One thing all trainers, instructors, and riders appreciate is that riding is one sport that demands continuous improvement. It also requires precision and an ability to use one’s body to convey messages to the horse. Being an equestrian demands years of striving toward perfection.
For those who teach people with serious challenges, there are different types of techniques employed to move the horse through its paces, and the rider strives towards perfection of small seemingly simple accomplishments like holding the reigns in their hands. For these students, however, they are achieving their personal best every time they mount the horse.
No one understands the mystery and the magic of bonding with horses more than Temple Grandin. A doctor in animal science and an expert on autism from the inside out, Dr. Grandin was born into a family that had the foresight to enrich her early life with educational and social opportunities that allowed her to reach her full potential. And standing beside her as she dealt with her struggles and many challenges were animals, more specifically horses. Grandin has traveled the world educating the masses both in the medical and veterinary fields on the relationship between horses and people with cognitive impairments. Riding isn’t an inexpensive sport. But the lifelong benefits it bestows to the rider are priceless.
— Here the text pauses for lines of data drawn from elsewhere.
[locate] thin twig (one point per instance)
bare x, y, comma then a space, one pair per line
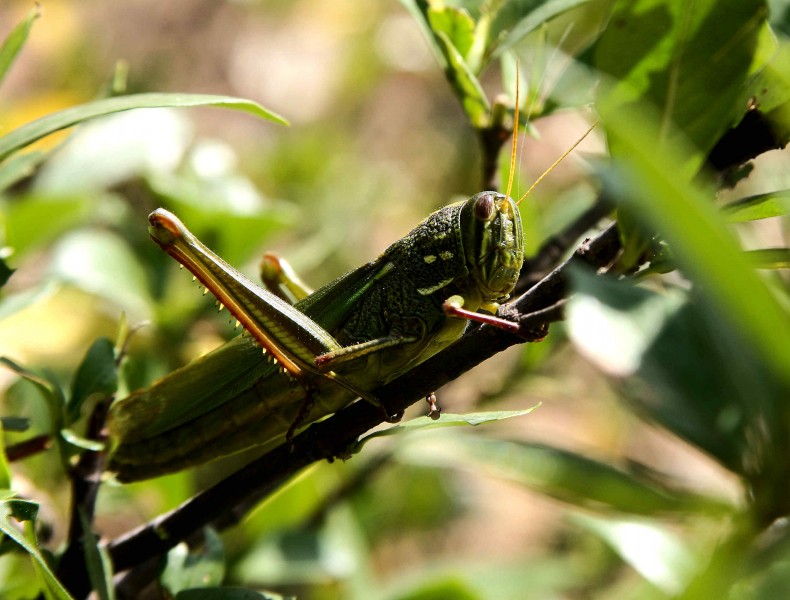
331, 437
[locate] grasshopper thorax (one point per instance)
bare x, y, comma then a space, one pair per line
493, 244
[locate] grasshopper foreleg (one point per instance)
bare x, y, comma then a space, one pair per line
281, 280
454, 307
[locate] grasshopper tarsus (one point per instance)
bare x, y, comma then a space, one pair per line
453, 307
434, 411
396, 418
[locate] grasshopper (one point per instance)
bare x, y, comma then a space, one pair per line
327, 349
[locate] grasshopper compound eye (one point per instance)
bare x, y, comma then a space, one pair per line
485, 207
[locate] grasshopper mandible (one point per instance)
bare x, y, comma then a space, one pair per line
329, 348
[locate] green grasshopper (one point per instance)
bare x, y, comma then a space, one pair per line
327, 349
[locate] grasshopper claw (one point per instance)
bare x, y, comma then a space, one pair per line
433, 410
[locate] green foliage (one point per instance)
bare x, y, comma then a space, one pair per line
682, 331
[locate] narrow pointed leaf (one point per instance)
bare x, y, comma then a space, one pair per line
27, 134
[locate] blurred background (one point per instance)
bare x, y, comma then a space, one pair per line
376, 142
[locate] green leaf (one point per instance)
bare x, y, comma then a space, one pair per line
656, 185
465, 83
761, 206
660, 557
444, 421
185, 570
769, 258
17, 424
683, 367
567, 476
27, 134
228, 593
517, 19
92, 261
48, 386
38, 220
27, 511
81, 442
456, 24
5, 470
5, 272
15, 40
18, 167
97, 374
672, 53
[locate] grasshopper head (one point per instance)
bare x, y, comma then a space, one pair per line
493, 243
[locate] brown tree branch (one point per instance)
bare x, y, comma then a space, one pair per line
331, 437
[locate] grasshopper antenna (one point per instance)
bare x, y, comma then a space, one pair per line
556, 162
514, 147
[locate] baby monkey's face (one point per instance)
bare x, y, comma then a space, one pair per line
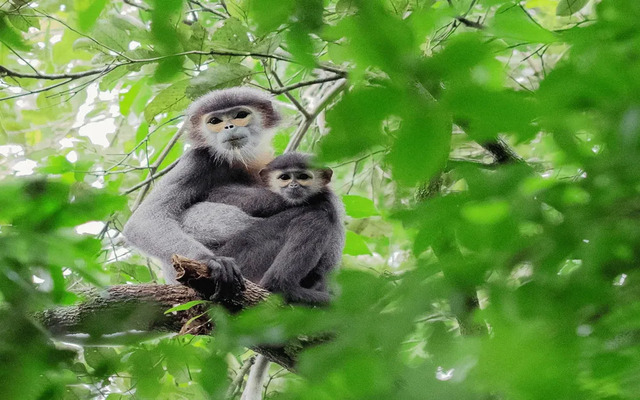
295, 185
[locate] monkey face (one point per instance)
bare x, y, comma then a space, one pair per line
295, 185
234, 133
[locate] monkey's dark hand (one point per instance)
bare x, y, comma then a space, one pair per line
227, 276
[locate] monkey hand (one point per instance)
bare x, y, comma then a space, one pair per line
225, 273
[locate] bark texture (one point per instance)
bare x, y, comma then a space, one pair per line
123, 308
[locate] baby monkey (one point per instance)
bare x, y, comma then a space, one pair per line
293, 251
291, 177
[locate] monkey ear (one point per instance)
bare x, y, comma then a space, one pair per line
326, 174
264, 174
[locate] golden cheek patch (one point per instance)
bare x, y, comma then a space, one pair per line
216, 128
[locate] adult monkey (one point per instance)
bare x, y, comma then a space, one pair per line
231, 133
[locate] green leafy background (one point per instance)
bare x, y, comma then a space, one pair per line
463, 277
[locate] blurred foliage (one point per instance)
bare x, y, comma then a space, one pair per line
92, 93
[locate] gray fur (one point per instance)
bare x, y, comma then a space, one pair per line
292, 252
156, 226
212, 224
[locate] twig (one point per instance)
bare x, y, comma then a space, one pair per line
501, 151
291, 98
285, 89
151, 178
324, 102
469, 23
155, 167
237, 381
140, 6
211, 10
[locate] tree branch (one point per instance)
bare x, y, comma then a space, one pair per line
324, 102
124, 308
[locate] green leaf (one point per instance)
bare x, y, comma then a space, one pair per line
10, 36
164, 16
269, 14
167, 69
570, 7
359, 207
218, 76
356, 122
355, 245
487, 212
88, 12
513, 22
126, 99
172, 98
233, 35
185, 306
422, 146
25, 20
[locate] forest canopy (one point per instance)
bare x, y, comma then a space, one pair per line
487, 153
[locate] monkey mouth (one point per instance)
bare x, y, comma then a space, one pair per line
236, 142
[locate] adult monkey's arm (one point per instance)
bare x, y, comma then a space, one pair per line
155, 226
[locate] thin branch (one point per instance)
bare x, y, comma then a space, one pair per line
151, 178
501, 151
469, 23
208, 9
291, 98
139, 6
304, 127
285, 89
237, 381
155, 166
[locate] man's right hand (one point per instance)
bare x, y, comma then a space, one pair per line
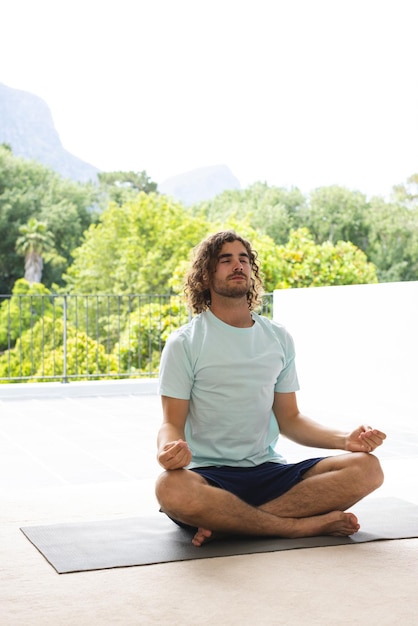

As Craig and I discussed her program, the mention of Copper and how extremely important he was to the students was a theme she returned to with a tear in her eye. On her Seahorse Farms website she wrote: “Copper is the reason Helping Hands and Hooves happened. This horse was a saint of a creature who was loved by everyone … he became a top-notch lesson horse … he visited the first-grade class each June so they could learn about the kindness of a horse. He gave pony rides each summer at the town fair. He gave many people their first horse ride, and one woman who was dying of cancer, her last. He became our therapeutic riding horse when we started HHH. Many students would only do their physical therapy if they were on Copper. He took students to the Special Olympic Trials, where they went on to win gold medals. Copper gave his students wings and his heart.”
Copper is buried in a nearby field, a space donated by one of Craig’s neighbors, so that he could remain forever physically close to Craig and her family while resting peacefully in his family’s heart. With Teddy taking over the role Copper once so proudly held, Craig will continue the work she feels she was meant to be doing – showing the eager special student how high they can fly on the back of a horse.